Former South African president Jacob Zuma on Friday withdrew from testifying to an inquiry into corruption under his rule, citing biased treatment and harsh questioning.
In the corruption scandal popularly referred to as “state capture”, Zuma is accused of overseeing mass looting of state assets during his nine-year tenure.
“We are here today to say that we will take no further part in these proceedings,” Zuma’s lawyer Muzi Sikhakhane told the inquiry commission in Johannesburg.
“Our client from the beginning… has been treated as someone who was accused.”
An agitated Sikhakhane said the inquiry had become “a political process,” drawing loud clapping and cheering from Zuma loyalists in the public seats at the inquiry.
Zuma, who started testifying on Monday, had dismissed all accusations made against him by previous witnesses to the inquiry.
He was due to give a final day of evidence on Friday after the inquiry was adjourned on Wednesday when he complained that the questioning was effectively a court cross-examination.
Zuma was ousted by the ruling ANC party in 2018 and replaced by his deputy, Cyril Ramaphosa, who has vowed to clean up the government.
On the first day of his testimony, Zuma gave a rambling address saying he was the victim of conspiracies and years of “character assassination”, and accusing foreign intelligence agencies and spies of working against him.

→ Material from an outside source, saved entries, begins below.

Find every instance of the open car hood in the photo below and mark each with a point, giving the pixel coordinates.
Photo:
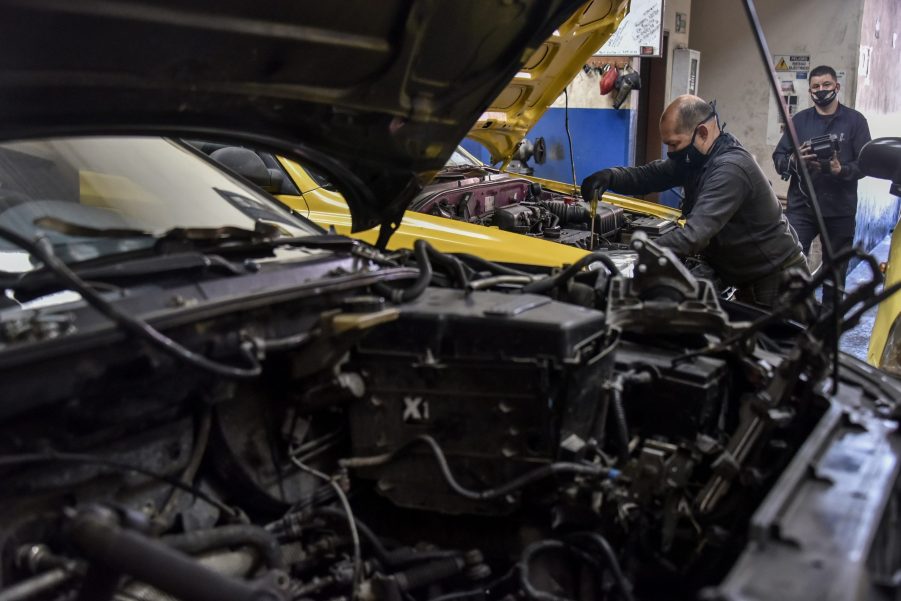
(544, 76)
(377, 93)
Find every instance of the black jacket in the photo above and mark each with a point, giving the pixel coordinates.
(837, 194)
(733, 218)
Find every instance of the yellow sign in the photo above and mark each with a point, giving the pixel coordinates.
(792, 62)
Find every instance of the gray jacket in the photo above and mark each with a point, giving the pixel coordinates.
(732, 216)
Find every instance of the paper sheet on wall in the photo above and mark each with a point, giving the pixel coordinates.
(640, 33)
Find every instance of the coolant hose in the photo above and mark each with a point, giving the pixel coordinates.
(619, 420)
(568, 212)
(400, 295)
(200, 541)
(568, 273)
(480, 263)
(451, 262)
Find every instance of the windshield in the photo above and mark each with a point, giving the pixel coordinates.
(120, 184)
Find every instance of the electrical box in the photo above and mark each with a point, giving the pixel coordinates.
(686, 63)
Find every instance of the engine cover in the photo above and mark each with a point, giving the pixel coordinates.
(504, 384)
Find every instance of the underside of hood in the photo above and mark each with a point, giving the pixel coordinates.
(545, 75)
(378, 92)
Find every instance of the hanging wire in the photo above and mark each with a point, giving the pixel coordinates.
(828, 252)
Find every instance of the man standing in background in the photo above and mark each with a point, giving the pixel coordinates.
(835, 180)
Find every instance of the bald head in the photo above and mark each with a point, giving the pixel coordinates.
(682, 117)
(686, 112)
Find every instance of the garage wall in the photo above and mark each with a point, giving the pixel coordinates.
(600, 133)
(602, 136)
(878, 80)
(832, 32)
(732, 71)
(676, 39)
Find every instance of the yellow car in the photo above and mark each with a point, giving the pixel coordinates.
(881, 158)
(471, 208)
(468, 208)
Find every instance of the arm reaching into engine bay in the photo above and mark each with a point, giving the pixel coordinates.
(656, 176)
(721, 197)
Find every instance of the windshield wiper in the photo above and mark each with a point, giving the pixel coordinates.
(177, 249)
(263, 230)
(266, 235)
(42, 281)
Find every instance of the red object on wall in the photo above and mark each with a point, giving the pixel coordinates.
(608, 79)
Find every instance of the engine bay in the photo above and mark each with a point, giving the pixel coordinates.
(457, 443)
(516, 204)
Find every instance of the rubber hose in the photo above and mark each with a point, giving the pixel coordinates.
(619, 420)
(565, 275)
(452, 263)
(399, 295)
(200, 541)
(490, 266)
(568, 213)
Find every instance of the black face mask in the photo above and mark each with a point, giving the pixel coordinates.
(823, 97)
(690, 157)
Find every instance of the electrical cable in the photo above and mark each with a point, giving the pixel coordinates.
(621, 581)
(828, 251)
(525, 582)
(503, 490)
(351, 522)
(553, 281)
(392, 559)
(133, 325)
(572, 160)
(778, 313)
(15, 460)
(484, 590)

He also said he had received multiple death threats and attempts on his life.
The former president, 77, later replied to many questions at the inquiry by saying he did not remember or was unaware of meetings and conversations that other witnesses had mentioned.
Zuma was not legally summonsed to attend the inquiry but was invited to reply after being implicated in graft by several previous witnesses.

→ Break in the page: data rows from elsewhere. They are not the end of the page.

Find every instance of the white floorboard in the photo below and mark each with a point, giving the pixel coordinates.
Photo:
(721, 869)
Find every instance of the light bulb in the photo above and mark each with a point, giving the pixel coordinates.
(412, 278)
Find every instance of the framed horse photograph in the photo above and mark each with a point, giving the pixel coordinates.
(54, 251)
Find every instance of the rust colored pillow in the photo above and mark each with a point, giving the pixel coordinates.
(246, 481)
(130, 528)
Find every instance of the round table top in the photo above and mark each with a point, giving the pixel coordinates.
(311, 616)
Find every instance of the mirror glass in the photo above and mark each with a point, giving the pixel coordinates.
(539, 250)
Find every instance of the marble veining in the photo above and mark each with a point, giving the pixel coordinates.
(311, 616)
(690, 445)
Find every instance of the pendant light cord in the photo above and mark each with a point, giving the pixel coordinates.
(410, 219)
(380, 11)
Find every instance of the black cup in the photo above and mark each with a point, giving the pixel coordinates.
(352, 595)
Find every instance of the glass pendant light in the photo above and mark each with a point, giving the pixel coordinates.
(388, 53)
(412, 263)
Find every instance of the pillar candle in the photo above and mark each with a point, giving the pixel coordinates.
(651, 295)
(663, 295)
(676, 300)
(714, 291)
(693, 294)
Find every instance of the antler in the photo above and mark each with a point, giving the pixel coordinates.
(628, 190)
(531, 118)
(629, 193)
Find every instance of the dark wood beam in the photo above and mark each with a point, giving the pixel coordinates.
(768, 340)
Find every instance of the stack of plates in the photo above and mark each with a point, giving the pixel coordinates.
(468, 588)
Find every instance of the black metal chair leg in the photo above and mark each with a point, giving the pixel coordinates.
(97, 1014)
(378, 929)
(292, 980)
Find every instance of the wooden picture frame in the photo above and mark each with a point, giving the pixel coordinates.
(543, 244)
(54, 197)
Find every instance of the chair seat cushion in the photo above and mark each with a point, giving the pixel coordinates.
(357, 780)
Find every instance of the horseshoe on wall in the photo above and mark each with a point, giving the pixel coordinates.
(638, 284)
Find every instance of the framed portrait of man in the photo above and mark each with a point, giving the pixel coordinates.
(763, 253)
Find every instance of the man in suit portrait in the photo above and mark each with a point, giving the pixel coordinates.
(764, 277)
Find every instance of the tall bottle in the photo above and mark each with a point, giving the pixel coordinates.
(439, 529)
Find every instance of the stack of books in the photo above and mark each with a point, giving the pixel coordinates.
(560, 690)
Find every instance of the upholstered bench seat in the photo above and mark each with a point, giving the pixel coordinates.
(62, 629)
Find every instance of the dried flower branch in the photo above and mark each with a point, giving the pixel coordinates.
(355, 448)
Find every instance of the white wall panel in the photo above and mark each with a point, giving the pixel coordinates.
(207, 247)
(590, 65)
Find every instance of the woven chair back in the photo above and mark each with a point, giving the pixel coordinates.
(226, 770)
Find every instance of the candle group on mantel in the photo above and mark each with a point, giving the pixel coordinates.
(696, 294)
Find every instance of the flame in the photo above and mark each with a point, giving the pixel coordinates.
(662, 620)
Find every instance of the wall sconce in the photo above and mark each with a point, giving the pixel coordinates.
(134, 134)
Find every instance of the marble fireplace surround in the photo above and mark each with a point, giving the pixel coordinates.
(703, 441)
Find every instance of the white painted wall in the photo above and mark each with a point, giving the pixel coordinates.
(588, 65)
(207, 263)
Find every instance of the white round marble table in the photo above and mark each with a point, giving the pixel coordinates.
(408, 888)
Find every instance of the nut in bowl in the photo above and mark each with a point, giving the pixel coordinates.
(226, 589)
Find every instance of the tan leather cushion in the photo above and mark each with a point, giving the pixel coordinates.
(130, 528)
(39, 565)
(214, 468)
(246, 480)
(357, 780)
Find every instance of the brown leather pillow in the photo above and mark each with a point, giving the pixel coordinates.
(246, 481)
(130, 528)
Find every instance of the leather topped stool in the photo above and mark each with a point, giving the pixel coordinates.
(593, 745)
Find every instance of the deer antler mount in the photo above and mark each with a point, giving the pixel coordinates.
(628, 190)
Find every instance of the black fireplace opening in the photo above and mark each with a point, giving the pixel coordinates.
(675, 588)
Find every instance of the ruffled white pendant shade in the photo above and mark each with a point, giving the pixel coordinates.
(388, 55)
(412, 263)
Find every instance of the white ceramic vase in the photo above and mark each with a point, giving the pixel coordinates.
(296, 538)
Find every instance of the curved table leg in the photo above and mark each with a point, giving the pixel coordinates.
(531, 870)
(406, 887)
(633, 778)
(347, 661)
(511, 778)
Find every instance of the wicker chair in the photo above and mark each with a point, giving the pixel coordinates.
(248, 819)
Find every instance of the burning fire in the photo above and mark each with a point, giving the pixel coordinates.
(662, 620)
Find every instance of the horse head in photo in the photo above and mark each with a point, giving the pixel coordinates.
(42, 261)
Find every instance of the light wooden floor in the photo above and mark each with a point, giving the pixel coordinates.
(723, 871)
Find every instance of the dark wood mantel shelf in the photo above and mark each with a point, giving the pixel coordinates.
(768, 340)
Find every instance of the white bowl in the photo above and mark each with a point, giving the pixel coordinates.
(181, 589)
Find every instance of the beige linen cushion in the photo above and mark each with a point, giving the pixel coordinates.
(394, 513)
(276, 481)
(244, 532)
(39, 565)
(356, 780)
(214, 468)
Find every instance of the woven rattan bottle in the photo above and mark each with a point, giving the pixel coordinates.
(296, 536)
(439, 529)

“I expected that he would cooperate, which he did by agreeing to come,” said Judge Raymond Zondo, who is chairing the inquiry.
“The first purpose was to give him an opportunity to tell his side of his story.”
The inquiry is investigating a web of deals involving government officials, the wealthy Gupta business family and state-owned companies.
The Indian-born Gupta brothers — Ajay, Atul and Rajesh — have left South Africa and are now based in Dubai.
One witness, former finance minister Nhlanhla Nene testified that Zuma pushed policies on nuclear power and aviation that were designed to benefit the Gupta family.
“Mr Zuma and his legal team are in effect asking to be excused from the application of the rules,” the inquiry’s lead lawyer Paul Pretorius said.
“If the questions are detailed and if the questions and difficult… so be it.
“We are not only entitled, but obliged to ask those questions.”
Zuma was forced to set up the commission on January 2018, shortly before he left office, after failing in a legal battle to overturn the instructions of the country’s ethics ombudsman.
It has been holding hearings since last year and is due to complete a report next year that may lead to criminal prosecutions.
Zuma has also been charged with 16 counts of graft linked to a 1990s arms deal made before he became president. – AFP.